Mothers tended to have had few educational opportunities themselves, but did not object to their daughters' ambitions.

"What is of interest here is that fathers were often far more determined to see their daughters achieve academically. This was especially apparent in families where there were no sons," Ms Ahmad said.

"This is in stark contrast to research that situates Muslim fathers and families in exercising extreme patriarchal restraints on the education of their daughters.

"Parents with educated daughters are able to distance themselves from the stereotype of the patriarchal and non-educated family, often believed to confuse tradition with religion by observing strict purdah and restricting the education and movement of women," Ms Ahmad said.

Within this spirit of encouragement, there was a sense of foreboding about the impact of exposure to western secular education. But many of the interviewees found that higher education had strengthened their Muslim sense of identity.

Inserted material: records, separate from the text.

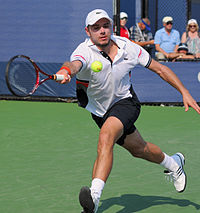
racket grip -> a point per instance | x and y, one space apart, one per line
59 77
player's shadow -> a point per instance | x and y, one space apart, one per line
135 203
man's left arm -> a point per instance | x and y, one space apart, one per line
169 76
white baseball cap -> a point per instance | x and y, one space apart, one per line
167 18
123 15
194 21
95 16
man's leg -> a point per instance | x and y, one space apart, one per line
135 144
110 132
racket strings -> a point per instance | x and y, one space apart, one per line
22 77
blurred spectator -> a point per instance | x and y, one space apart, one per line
166 39
192 38
141 34
124 32
182 54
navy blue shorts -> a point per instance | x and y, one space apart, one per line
127 111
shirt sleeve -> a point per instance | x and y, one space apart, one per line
80 54
157 39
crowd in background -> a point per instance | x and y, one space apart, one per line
167 44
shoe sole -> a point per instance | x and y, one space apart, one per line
182 159
85 200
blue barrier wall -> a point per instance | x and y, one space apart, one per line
148 86
47 30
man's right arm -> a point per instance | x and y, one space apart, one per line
69 69
159 49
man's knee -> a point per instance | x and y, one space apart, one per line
106 142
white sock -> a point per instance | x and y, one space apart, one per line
169 163
97 188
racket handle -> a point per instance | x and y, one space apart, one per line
58 77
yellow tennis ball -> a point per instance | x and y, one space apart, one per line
96 66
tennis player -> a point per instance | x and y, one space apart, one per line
107 93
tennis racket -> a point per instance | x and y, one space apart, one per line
23 76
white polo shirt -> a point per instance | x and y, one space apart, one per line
112 83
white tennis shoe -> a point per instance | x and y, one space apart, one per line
88 201
179 177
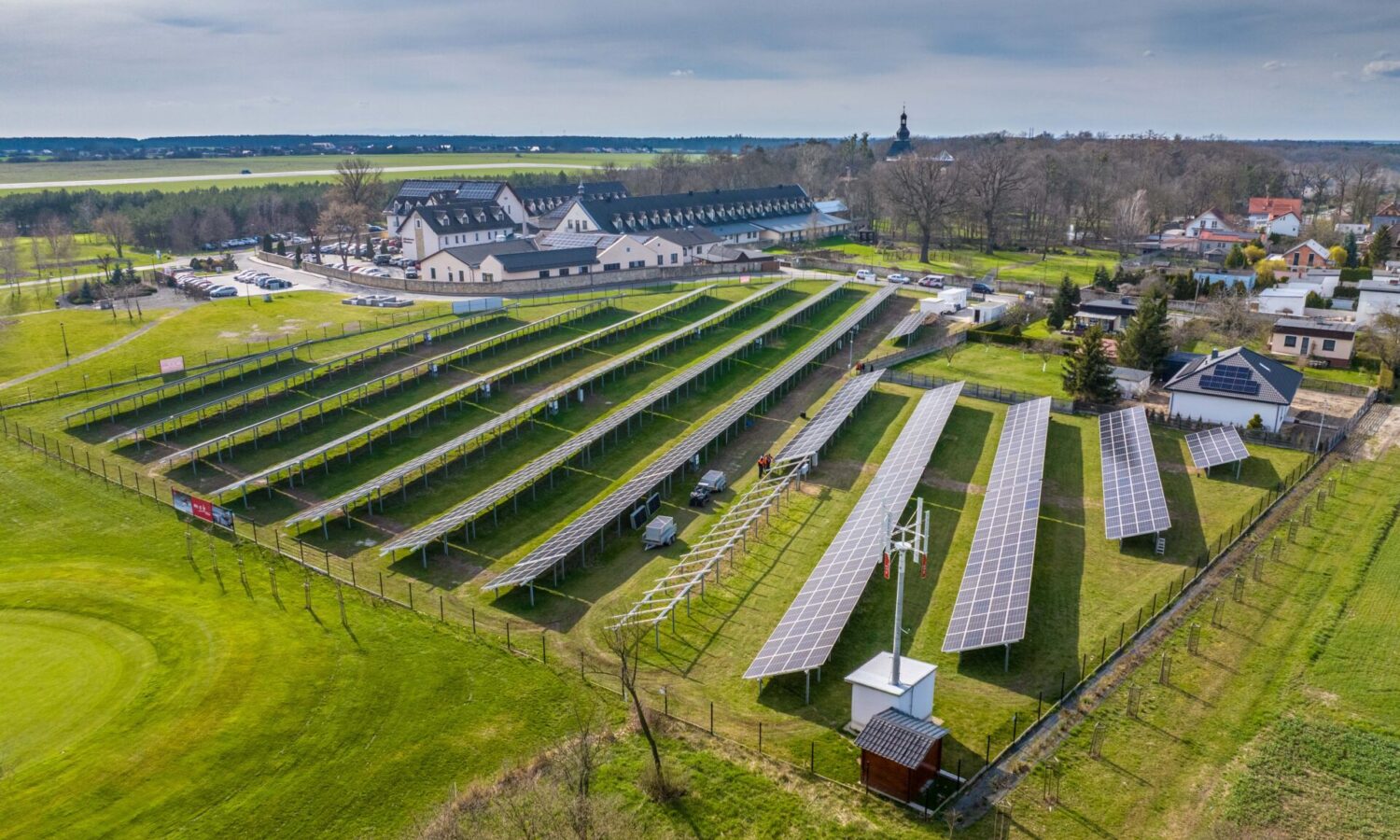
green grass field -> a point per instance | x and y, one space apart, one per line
143 696
265 170
1284 725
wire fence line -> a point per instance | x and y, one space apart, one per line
784 742
119 377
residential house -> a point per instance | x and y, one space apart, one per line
1329 343
1309 255
1263 210
1377 297
1388 216
1211 220
1232 386
1112 315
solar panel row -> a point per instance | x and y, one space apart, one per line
524 409
825 423
1133 497
580 529
454 394
996 588
1212 447
809 629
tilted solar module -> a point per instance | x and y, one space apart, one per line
580 529
1133 497
996 588
1212 447
831 416
809 629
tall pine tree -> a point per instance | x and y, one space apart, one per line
1380 246
1088 374
1147 339
1066 299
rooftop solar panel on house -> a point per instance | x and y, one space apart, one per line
1217 445
1133 498
996 588
809 629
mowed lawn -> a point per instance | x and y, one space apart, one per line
143 696
1085 588
1282 725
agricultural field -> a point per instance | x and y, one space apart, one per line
1086 591
184 174
1284 722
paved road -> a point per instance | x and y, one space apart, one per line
293 174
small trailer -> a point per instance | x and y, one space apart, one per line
660 532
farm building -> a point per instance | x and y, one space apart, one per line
901 755
1329 342
1234 385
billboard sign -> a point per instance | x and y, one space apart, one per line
202 509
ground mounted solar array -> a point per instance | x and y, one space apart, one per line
809 629
573 535
831 417
1212 447
996 588
1133 497
730 532
346 442
543 465
461 444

"The women I spoke to gained confidence, not only in their abilities, but also in their cultural, religious and personal identities," Ms Ahmad said. "There is so much ignorance about Islam among non-Muslims and Muslims. I was recently on a radio programme talking about women in Afghanistan and in Islam, when a young Muslim man rang in saying that the Taliban's restrictions on women were Islamically correct as Islam forbade Muslim women from working.

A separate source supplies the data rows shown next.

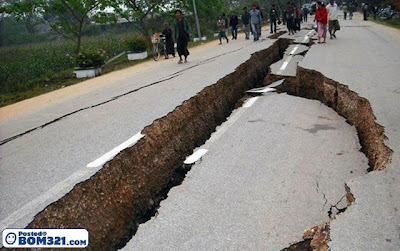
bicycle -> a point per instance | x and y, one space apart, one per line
159 46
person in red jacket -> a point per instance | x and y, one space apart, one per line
321 16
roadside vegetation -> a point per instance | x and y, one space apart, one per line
41 40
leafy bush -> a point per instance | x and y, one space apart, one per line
136 44
91 58
24 67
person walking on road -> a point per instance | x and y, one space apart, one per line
345 10
169 41
182 31
221 29
321 16
246 23
273 16
305 14
256 20
290 15
333 15
297 18
365 12
351 10
226 24
234 22
262 19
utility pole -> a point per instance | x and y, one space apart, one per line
197 19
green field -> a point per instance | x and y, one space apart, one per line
27 71
30 70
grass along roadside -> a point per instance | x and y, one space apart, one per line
66 77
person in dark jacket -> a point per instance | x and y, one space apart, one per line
169 40
182 32
262 18
290 18
226 24
234 23
305 14
246 23
273 16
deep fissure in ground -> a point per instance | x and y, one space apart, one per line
358 112
127 190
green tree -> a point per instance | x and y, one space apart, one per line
69 18
141 14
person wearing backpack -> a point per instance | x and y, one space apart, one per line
256 21
221 29
273 16
233 22
182 32
246 23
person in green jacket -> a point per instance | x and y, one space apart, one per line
182 32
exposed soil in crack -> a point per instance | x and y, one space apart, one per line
127 190
356 110
277 35
172 76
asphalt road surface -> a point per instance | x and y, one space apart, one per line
274 169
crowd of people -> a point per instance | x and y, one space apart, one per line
326 17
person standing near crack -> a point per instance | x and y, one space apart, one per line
233 22
290 15
182 32
333 15
321 16
246 23
221 29
256 20
273 16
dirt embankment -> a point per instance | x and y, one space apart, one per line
113 202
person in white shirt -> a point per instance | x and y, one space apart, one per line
333 15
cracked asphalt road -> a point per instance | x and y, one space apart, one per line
261 184
41 166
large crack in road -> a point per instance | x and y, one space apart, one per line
113 202
171 76
357 111
128 189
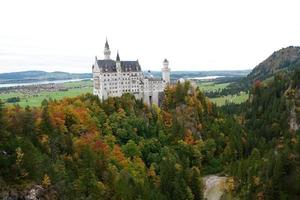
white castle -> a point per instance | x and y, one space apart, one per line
112 78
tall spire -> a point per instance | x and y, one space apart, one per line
106 50
118 57
106 44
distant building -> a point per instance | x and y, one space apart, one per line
112 78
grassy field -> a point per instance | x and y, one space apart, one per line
211 86
74 89
82 87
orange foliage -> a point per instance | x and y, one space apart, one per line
118 155
188 137
167 119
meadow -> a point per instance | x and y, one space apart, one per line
81 87
72 89
211 86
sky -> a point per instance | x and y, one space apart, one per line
61 35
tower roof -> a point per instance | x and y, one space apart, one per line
106 44
118 57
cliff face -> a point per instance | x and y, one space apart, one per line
283 59
36 192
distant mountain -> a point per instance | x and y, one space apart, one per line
32 76
283 59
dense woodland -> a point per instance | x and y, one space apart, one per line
80 148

"I simply referred him to the Prophet's first wife, Khadija, who was an educated and successful businesswoman and who was actually the Prophet's boss. She proposed marriage to Muhammad and carried on working after she married him - with his full support. She also became the first Muslim. The caller had no idea who I was talking about.

"Muslim women should have spoken out more on the fate of Afghan women. That is one thing I regret not speaking out about more. If we are to prevent Islam being misinterpreted by non-Muslims, we need to also focus on educating ourselves."

Case study: Sarah Chowdhury

Sarah Chowdhury is in her first year at Durham University reading English. She hopes to become a teacher and said that both she and her brother had always been encouraged to go to university.

"It would have been a huge issue if we didn't go," she said.

"My faith is enormously important to me. I would never go against the Koran. And the Koran teaches us to seek wisdom. It is so important for women to be educated at degree level."

Her father, Shafi Chowdhury, has been a strong influence on her life. Mr Chowdhury came from Bangladesh to the United Kingdom with a degree in commerce.

"We cannot have half the population without an education. We will never progress that way," he said.

Mr Chowdhury has worked for most of his life for the customs service, before retiring with back trouble. He is now a volunteer imam in the prison service and in hospitals, working alongside people of other faiths.

"We work with each other, that is the way forward," he said.

Like his daughter, he stresses the Koran's teaching on wisdom. "Knowledge or wisdom is the most valuable gift Allah gave us. It is obligatory upon men and women to seek it," he said.

"And the Koran also teaches that a mother needs to have authority for a home to be happy. Allah wants parents to be the teachers of their children. An educated mother is the best sort of teacher."

Ms Chowdhury has so far enjoyed her time at Durham. "It is a Christian-oriented university, but that is not a problem. I've got a little group of friends here and they are all interested in my faith. I have never felt threatened."

On watching images of the Taliban's treatment of women, she said: "That is just not the faith I know."